Les quatres Rwandais sont accusés d'avoir:
- soit donné l'ordre même non suivi d'effet, de commettre des crimes de droit international,
- soit proposé ou offert de commettre de droit international ou accepté une pareille proposition ou offre,
- soit provoqué à commettre des crimes de droit international, même si la provocation n'a pas été suivie d'effet,
- soit participé, en tant qu'auteur ou complice, aux crimes de droit international, même si la participation n'a pas été suivie d'effet,
- soit omis d'agir dans les limites de leur possibilité d'action alors qu'ils avaient eu connaissance d'ordres donnés en vue de l'exécution de crimes de droits internationl ou de faits qui en commencent l'exécution alors qu'ils pouvaient en empêcher la consommation ou y mettre fin,
- soit tenté de commettre un crime de droit international.

Les crimes de droit international retenus sont comme des assassinats. Dans le cadre de cette loi de 1993, modifiée en 1999, plusieurs dirigeants étrangers ont été l'objet de plaintes en Belgique. Elle a déjà notamment été utilisé pour des dépôts de plaintes contre Augusto Pinochet (Chili), Laurent-Désiré Kabila et Abdoulaye Yerodia contre qui un mandat d'arrêt international a été lancé (Congo), le président Paul Kagame (Rwanda), trois ex-dirigeants khmers rouges (Cambodge), l'ex-ministre de l'Intérieur marocain, l'ex-président iranien, des dirigeants guatémaltèques et l'ancien chef d'Etat du Tchad. (BELGA)

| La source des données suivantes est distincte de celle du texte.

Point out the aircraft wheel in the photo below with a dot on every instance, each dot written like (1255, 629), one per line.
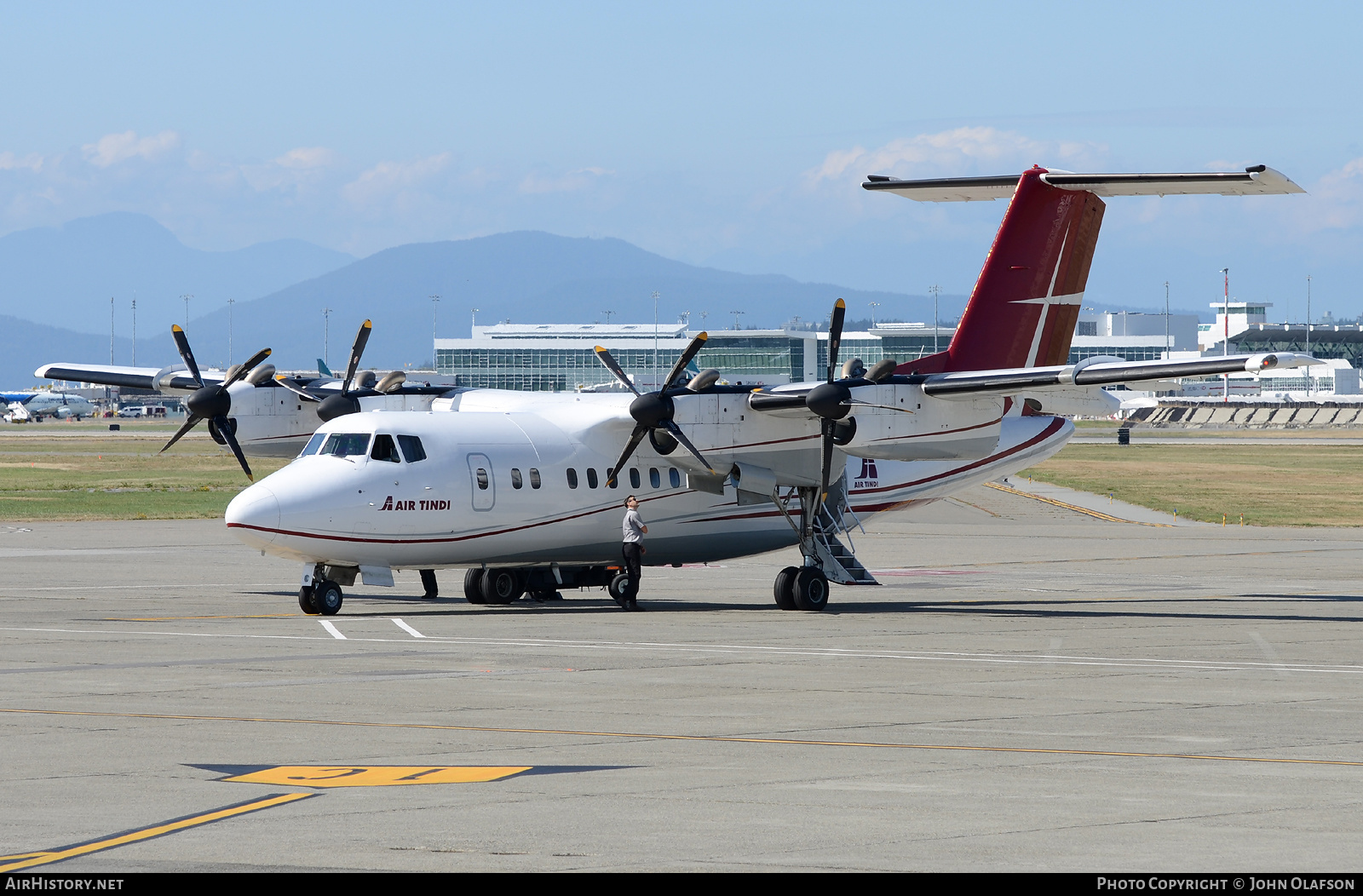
(811, 590)
(784, 589)
(620, 589)
(474, 586)
(501, 586)
(327, 598)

Damien Vandermeersch, un juge obstiné Le procès belge du génocide rwandais n'aurait pas eu lieu sans l'obstination du juge d'instruction Damien Vandermeersch, également à l'origine de l'intervention de la Belgique dans l'affaire Pinochet ou du mandat d'arrêt contre l'ex-chef de la diplomatie congolaise Abdoulaye Yerodia. Père de famille nombreuse, juriste compétent (il enseigne la procédure pénale) et homme indépendant, Damien Vandermeersch était spécialisé dans les enquêtes sur les abus sexuels contre les enfants quand il a été chargé d'instruire en 1995 une première plainte concernant le génocide rwandais. Dès 1996, il a inculpé trois des quatre accusés du procès d'assises qui s'ouvre mardi. Pendant quatre ans ensuite, il a tenu tête au parquet général bruxellois, peu enclin à donner son aval à un tel procès. Discret, peu attiré par les médias, cet homme de grande taille aux cheveux blonds frisés a inculpé d'autres présumés génocidaires, mais qui ont été réclamés ensuite par le Tribunal pénal international pour le Rwanda (TPIR). Par exemple le belge Georges Ruggiu, animateur de Radio-télévision libre des milles collines (RTLM, qui a propagé la haine), condamné à douze ans de prison par le TPIR le 1er juin 2000. Ou encore Théoneste Bagosora, considéré en tant qu'organisateur de la logistique des massacres comme le "cerveau" du génocide, dont la date du procès n'a pas encore été fixée. Mais au nom de la lutte contre l'impunité, Damien Vandermeersch n'en est pas resté là. Sur la base de sa contestation juridique de la décision de Londres de laisser rentrer au Chili Augusto Pinochet, la Belgique avait été le seul Etat en février 2000 à déposer un ultime recours devant la justice britannique.